Friday, March 23, 2007

Sshfs

Abstract: apt-get install sshfs && sshfs user@machine:/rep /mnt

Sshfs or how to make your life easier


Haven't you already been in the situation of working from a distant computer and be annoyed. You have to use a shell and make what you can with default editors like vi or emacs (no troll here, anyway I only use ed that I think is the best :-). Or worse, you can open a graphical interface, if any, to use more advanced tool and see that it's annoyingly slow.
Another solution is to copy all your stuff locally, work on it (ok you have your tools) and put it back. But you have to always remember where your last modification was done and after a few go and back, you don't remember what to send. Of course rsync is a good solution, but there is better.

Overview
There is a tool that exists for your eyes only: sshfs.
With it you can now both feel at home and at work on your distant files.
But let's see what the command line has to say:
$ ssh far.faraway.com "ls -a ~/devel/"
. .. README projectv1 projectv2
$ mkdir ~/far-devel
$ ls -a far-devel
. ..
$ sshfs far.faraway.com:~/devel ~/far-devel
$ ls -a far-devel
. .. README projectv1 projectv2
Et voila ! Do as you want.

You have understood everything, sshfs makes your distant file look like local ones using an ssh connexion. You just need an account with an ssh access to the machine.

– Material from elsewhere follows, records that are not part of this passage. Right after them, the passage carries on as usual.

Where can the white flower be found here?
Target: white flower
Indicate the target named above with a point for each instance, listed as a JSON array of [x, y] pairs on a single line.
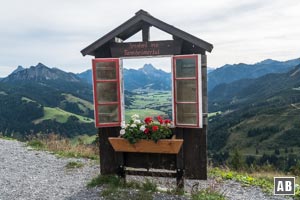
[[135, 116], [142, 128], [137, 121], [123, 125], [122, 132], [133, 125]]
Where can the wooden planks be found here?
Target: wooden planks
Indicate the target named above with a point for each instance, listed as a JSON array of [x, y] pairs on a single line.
[[165, 146]]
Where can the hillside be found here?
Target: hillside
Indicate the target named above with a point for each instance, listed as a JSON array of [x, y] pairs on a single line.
[[258, 115], [43, 99], [231, 73]]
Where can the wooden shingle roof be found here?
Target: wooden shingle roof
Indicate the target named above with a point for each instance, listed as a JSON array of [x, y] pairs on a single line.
[[141, 20]]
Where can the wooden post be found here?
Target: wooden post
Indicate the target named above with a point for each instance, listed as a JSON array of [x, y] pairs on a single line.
[[146, 33]]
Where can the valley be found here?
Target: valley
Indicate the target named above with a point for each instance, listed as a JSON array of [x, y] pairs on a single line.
[[147, 104], [255, 113]]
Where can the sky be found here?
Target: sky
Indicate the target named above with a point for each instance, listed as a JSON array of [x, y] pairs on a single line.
[[54, 32]]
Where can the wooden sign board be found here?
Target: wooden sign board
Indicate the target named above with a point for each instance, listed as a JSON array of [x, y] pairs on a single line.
[[133, 49]]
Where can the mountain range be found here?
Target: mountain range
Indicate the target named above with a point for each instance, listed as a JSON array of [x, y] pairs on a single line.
[[43, 99], [253, 107], [256, 115], [230, 73]]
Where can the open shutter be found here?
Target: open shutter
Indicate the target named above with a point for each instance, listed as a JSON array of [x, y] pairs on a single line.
[[187, 91], [106, 85]]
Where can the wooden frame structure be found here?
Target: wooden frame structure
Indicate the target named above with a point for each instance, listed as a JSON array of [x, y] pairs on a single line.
[[191, 161]]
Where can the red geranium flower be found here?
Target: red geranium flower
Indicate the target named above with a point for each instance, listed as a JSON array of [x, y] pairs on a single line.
[[146, 131], [154, 128], [167, 121], [148, 120], [159, 118]]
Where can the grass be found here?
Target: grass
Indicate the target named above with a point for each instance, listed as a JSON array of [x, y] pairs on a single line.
[[27, 99], [262, 179], [60, 116], [63, 147], [116, 188], [74, 165], [3, 93], [5, 138], [214, 114], [149, 104], [82, 104], [83, 139], [208, 194]]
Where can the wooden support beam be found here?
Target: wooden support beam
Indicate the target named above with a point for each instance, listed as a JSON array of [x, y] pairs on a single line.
[[151, 173], [146, 33]]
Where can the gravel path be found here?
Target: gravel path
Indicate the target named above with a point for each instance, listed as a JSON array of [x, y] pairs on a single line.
[[27, 174]]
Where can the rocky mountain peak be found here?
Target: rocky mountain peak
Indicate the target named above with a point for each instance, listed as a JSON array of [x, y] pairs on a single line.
[[40, 72]]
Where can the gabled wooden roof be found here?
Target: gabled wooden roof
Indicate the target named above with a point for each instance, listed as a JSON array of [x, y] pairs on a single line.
[[138, 22]]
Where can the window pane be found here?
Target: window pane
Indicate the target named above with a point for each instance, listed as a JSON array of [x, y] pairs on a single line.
[[108, 113], [185, 67], [106, 70], [107, 92], [186, 114], [186, 91]]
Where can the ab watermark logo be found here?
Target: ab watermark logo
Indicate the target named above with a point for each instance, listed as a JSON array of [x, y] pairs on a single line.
[[284, 185]]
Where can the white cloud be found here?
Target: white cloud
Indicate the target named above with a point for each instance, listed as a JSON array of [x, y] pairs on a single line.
[[54, 31]]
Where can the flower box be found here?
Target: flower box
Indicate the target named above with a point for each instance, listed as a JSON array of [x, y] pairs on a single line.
[[167, 146]]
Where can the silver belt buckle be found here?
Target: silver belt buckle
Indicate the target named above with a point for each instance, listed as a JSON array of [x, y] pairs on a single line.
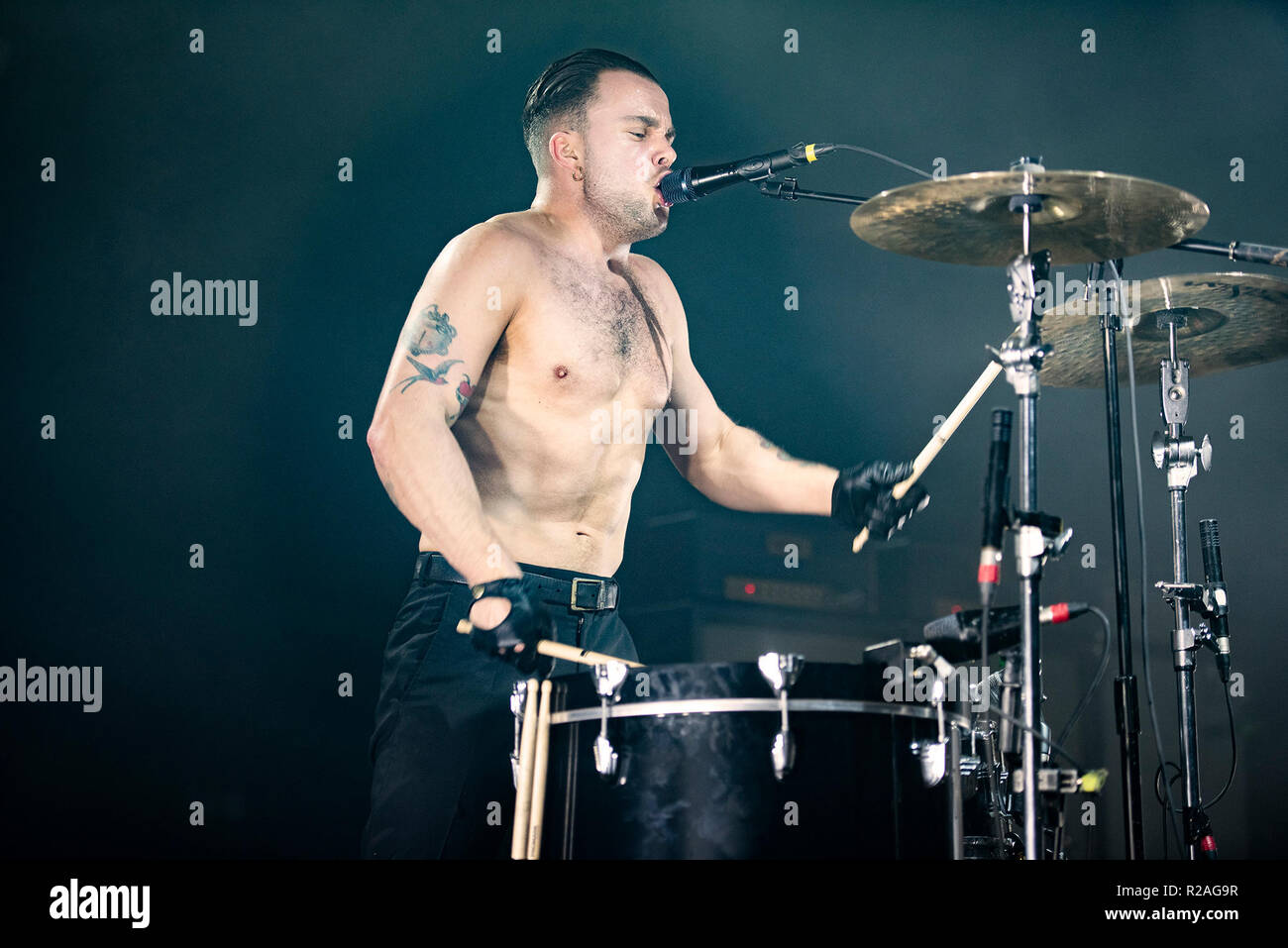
[[599, 595]]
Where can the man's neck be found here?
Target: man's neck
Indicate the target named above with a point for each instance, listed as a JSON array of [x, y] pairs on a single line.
[[580, 231]]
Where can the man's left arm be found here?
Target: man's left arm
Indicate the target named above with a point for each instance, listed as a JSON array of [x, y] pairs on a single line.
[[738, 468]]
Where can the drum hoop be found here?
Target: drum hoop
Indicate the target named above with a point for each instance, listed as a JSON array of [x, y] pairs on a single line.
[[691, 706]]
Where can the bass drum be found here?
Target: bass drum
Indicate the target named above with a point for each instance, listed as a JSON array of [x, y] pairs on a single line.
[[688, 758]]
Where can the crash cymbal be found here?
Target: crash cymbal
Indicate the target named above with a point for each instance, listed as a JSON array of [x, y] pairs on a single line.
[[1232, 320], [1085, 217]]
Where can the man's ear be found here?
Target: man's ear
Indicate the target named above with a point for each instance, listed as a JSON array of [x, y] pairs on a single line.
[[566, 150]]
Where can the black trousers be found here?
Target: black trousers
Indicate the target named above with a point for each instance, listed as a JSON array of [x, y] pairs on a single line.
[[441, 782]]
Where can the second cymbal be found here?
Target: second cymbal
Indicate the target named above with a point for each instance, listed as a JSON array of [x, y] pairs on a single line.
[[1085, 217], [1232, 320]]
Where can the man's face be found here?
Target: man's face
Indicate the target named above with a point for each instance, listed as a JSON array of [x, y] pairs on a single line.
[[627, 142]]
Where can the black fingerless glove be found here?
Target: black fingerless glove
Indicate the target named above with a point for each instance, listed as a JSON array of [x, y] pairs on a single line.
[[862, 497], [524, 625]]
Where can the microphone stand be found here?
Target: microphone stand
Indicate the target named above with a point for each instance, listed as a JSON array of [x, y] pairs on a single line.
[[1179, 458], [1126, 700]]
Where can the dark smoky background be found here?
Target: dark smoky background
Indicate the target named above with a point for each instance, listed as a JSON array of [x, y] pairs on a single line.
[[220, 685]]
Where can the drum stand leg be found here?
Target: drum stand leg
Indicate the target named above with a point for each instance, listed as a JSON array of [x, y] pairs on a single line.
[[1035, 533], [954, 791]]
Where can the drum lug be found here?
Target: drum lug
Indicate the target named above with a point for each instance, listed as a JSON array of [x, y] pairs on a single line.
[[605, 758], [784, 753], [934, 760], [518, 700], [608, 685], [781, 670]]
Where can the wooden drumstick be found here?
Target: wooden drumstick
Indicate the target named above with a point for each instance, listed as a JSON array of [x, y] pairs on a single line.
[[527, 753], [939, 440], [557, 649], [539, 775]]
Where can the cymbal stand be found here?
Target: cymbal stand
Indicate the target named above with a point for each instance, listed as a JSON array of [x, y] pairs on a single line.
[[1126, 702], [1021, 359], [1179, 456]]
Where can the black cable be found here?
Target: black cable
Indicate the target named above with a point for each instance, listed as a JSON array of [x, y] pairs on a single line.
[[1234, 747], [1099, 677], [1234, 763], [884, 158], [1144, 571], [1051, 745]]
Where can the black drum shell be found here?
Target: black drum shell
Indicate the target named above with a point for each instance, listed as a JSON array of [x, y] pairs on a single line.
[[702, 786]]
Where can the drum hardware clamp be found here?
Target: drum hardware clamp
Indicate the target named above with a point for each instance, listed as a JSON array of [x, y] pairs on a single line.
[[608, 685], [781, 670]]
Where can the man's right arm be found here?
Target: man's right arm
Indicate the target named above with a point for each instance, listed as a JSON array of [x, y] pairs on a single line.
[[468, 298]]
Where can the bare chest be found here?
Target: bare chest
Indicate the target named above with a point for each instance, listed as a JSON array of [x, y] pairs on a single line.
[[595, 339]]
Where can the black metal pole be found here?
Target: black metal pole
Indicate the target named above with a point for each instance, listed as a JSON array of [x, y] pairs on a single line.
[[1126, 702]]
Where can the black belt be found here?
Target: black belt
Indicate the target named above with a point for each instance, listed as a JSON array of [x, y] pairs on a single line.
[[578, 594]]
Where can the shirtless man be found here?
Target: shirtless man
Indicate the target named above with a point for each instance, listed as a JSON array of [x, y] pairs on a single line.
[[484, 436]]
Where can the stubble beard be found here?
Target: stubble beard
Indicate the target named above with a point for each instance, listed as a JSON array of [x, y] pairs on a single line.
[[623, 218]]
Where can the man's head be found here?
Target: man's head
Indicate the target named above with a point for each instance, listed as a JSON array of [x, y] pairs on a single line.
[[597, 127]]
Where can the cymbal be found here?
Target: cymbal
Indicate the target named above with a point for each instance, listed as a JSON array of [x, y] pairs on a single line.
[[1086, 217], [1232, 320]]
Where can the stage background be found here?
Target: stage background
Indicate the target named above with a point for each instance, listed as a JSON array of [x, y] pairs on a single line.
[[222, 685]]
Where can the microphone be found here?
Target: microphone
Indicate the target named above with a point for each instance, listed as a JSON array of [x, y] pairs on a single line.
[[691, 183], [1215, 595], [997, 489], [957, 636]]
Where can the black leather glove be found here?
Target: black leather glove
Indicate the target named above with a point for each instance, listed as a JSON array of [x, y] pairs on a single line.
[[526, 622], [862, 497]]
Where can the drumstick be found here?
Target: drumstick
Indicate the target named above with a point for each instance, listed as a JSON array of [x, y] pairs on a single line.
[[523, 792], [939, 440], [539, 775], [557, 649]]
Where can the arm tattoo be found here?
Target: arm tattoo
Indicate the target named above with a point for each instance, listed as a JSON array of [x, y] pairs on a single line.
[[463, 394], [432, 334], [782, 455]]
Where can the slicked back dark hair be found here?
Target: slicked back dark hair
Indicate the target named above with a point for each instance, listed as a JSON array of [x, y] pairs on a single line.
[[565, 89]]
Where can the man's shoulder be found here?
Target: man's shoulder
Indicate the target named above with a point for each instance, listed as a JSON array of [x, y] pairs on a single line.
[[658, 281], [505, 233]]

After this you may need to unmount your sshfs, here is the command :
$ fusermount -u ~/far-devel
Installation
That's wonderful you may say, but how can I get it ?

Let's start with a short explanation of its internals. Sshfs is a filesystem based on ssh and thus can only be implemented is userland (which means not in the kernel). But "every" filesystem must be in the kernel. So an API has been created to make it possible: fuse (filesystem in userland). That's why you need to have fuse in your kernel to install sshfs.

Each user has its prefered way to install it:
apt-get install sshfs
tar xvfz && ./configure && make && sudo make install

Note
You can find information on fuse here : http://fuse.sourceforge.net/sshfs.html

There is more than sshfs over fuse, for example, ftpfs is really useful to work on websites that are on shared web hosting.

Thursday, March 22, 2007

Hello world

As original as it seems, this is my first blog. It is the English version of
http://dadmin.over-blog.com
It concerns everybody who wants to make the best of their unix box.

I'll spare some of my thoughts, tips and tricks about daily administering your machine. It will make you smart, fun and protect you from poltergeists.